White House science adviser Frank Press said yesterday that the United States and China will soon begin student and information exchanges as the forerunner of a broad cooperative program in space, agriculture, energy and public health.

"Our talks were friendly, serious and constructive," Press said in describing the five days he and 12 of the top scientists in the Carter administration spent in China last week. "Most important, it was the beginning of a serious cooperation in the future."
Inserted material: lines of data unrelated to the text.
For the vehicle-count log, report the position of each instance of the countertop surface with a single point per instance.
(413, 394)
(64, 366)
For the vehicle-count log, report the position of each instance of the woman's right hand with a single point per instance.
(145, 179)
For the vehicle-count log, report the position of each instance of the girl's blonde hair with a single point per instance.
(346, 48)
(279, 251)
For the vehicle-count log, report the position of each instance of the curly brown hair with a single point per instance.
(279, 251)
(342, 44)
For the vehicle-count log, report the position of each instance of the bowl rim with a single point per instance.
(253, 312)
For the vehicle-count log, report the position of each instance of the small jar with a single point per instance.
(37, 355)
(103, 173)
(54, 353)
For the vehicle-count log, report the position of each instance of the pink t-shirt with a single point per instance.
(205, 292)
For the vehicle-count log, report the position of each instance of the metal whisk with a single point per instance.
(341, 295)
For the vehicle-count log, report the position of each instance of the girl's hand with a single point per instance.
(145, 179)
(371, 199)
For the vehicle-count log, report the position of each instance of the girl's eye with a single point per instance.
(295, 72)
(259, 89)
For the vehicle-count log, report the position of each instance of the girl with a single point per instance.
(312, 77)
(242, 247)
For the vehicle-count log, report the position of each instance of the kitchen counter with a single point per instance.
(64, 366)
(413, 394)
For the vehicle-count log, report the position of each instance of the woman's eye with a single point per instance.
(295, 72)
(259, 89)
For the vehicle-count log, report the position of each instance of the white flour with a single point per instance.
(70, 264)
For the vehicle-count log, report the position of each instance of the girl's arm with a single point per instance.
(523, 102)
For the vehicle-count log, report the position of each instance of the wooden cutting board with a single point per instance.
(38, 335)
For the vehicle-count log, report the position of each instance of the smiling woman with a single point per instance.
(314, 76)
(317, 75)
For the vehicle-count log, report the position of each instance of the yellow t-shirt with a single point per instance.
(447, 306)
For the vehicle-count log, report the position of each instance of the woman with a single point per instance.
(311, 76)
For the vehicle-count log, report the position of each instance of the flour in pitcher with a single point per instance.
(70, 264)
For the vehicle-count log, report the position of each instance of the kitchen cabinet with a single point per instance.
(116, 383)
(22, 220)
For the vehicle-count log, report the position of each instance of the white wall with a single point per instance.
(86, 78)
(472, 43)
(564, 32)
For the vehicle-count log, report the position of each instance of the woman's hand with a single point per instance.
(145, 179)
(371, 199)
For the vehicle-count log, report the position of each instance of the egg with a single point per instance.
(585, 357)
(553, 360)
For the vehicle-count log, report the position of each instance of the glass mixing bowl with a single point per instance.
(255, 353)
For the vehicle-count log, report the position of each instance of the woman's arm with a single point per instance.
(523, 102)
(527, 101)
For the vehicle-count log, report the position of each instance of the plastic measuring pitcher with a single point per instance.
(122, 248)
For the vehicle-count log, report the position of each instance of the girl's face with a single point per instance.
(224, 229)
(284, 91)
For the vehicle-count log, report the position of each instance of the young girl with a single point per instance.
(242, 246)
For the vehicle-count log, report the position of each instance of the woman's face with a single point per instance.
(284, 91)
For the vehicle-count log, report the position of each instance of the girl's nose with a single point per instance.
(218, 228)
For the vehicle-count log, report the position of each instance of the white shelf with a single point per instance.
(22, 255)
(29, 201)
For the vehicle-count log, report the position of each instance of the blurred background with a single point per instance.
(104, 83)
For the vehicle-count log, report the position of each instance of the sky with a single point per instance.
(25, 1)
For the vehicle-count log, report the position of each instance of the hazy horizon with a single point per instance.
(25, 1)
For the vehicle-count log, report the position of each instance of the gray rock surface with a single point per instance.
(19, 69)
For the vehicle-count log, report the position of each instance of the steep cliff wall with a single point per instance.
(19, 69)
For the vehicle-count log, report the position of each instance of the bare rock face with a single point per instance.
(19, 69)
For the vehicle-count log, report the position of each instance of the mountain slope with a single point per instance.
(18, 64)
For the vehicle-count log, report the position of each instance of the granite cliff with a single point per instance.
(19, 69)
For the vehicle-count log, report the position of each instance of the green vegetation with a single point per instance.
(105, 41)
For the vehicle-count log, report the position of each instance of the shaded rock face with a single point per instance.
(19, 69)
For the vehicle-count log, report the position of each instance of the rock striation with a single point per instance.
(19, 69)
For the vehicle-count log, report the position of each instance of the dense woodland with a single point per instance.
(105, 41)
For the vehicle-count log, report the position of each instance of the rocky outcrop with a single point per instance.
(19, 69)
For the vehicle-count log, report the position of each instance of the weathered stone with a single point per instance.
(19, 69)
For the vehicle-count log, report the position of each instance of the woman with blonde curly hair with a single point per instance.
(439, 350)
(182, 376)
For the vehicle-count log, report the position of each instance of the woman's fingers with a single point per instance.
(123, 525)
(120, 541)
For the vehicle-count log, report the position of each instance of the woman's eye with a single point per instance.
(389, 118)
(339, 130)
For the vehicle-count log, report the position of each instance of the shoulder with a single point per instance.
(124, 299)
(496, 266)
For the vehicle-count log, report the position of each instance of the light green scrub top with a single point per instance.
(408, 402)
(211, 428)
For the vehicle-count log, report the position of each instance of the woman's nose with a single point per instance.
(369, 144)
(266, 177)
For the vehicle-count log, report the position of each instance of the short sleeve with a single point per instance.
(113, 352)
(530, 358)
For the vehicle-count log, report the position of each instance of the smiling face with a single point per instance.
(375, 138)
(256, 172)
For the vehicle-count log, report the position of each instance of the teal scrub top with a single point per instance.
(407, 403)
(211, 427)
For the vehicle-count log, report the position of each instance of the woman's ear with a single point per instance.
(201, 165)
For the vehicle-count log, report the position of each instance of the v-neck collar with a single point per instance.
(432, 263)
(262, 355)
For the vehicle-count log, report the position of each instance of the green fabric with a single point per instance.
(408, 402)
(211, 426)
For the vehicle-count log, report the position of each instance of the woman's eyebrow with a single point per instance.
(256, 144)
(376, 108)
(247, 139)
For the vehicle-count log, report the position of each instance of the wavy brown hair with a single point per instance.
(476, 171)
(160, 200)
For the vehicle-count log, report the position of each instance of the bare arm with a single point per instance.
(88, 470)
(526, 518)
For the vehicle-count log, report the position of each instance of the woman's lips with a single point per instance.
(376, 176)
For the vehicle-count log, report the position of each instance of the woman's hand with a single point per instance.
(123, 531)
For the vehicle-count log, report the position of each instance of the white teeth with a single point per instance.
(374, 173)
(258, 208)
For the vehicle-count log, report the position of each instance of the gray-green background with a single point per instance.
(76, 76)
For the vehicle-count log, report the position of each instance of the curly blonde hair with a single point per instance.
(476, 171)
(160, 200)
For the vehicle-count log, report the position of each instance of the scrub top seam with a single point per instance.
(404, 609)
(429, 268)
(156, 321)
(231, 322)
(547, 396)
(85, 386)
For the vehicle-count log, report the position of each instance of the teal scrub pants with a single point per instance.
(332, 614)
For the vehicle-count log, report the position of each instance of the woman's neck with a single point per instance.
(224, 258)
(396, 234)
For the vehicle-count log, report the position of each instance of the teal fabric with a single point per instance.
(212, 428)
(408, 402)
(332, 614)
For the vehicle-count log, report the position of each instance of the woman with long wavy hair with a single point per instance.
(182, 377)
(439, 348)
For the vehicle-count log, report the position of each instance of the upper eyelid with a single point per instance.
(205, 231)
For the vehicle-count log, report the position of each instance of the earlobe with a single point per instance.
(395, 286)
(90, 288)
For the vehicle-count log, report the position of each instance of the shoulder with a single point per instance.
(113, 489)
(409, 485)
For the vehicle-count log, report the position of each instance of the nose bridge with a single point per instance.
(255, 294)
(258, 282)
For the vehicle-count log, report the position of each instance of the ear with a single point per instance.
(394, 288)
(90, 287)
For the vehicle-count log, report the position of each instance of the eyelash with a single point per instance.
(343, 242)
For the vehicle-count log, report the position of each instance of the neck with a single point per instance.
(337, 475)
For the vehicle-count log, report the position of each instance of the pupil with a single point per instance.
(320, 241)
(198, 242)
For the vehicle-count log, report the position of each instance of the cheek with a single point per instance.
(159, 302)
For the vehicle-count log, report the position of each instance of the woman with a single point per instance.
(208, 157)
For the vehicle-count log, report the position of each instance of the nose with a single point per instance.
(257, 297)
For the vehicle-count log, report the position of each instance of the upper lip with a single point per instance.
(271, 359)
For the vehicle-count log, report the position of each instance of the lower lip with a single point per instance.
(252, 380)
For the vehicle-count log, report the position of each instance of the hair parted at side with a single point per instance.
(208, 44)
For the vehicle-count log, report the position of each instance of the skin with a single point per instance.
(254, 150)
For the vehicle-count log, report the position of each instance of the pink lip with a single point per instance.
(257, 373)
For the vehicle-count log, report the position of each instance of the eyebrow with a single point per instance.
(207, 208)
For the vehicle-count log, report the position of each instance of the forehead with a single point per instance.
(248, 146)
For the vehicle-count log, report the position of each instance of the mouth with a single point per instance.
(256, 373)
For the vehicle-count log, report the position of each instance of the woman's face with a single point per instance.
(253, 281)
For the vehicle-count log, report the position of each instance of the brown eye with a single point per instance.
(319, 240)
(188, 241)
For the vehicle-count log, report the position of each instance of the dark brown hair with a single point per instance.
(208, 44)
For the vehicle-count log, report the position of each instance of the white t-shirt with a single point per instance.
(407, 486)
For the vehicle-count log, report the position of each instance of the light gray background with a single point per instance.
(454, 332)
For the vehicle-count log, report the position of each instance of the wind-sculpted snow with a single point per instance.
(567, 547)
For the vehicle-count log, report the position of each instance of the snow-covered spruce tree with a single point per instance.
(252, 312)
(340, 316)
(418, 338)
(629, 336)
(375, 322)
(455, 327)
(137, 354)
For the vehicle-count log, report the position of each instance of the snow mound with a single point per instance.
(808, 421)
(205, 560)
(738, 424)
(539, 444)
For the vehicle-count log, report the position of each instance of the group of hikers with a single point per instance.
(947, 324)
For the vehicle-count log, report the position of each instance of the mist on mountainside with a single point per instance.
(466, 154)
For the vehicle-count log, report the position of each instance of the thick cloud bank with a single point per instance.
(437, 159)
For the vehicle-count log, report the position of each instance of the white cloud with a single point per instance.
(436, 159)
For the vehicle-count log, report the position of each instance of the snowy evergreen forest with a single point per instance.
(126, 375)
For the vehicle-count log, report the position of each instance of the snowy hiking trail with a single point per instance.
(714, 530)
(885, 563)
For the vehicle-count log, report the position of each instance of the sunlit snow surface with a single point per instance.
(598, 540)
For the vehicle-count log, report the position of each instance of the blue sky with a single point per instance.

Press said joint research projects between the U.S. and China will not get underway until diplomatic relations "normalize," meaning when the two countries have full diplomatic relations. China has said this can happen only when the United States no longer recognizes Taiwan or when it downgrades its diplomatic relations with Taipe.

"To have a signed agreement before normalization is unrealistic," Press said. "On the other hand, cooperative projects like student exchanges can surely be worked out before normalization occurs."

Among the joing projects the U.S. delegation discussed with China last week are research programs on earthquake prediction, infectious diseases, pest control and new strains of crops. Space research was also discussed, but Press declined to identify what kinds of projects were mentioned.

"But I will say that Bob Frosch (administrator of NASA) was invited to the Chinese satellite launch site," Press said. "I believe he was the first foreigner so honored."

High energy physics is also a field where joint projects will be undertaken, Press said. One sign of this is that China is about to begin construction of its first large particle beam accelerator, which it hopes to have in operation by 1982.

"In mathematics, high energy physics and astronomy, China has fallen way behind the rest of the world," Press said. "China wants to make a commitment big enough to basic research to gain back the ground it has lost."

Press denied the United States is about to "tilt" toward China and away from the Soviet Union.

"We've had 20 years of cooperation with the Soviets and all we're doing with the Chinese is to build a similar relationship," Press said. "It just doesn't make sense not to cooperate with the world's most populous nation."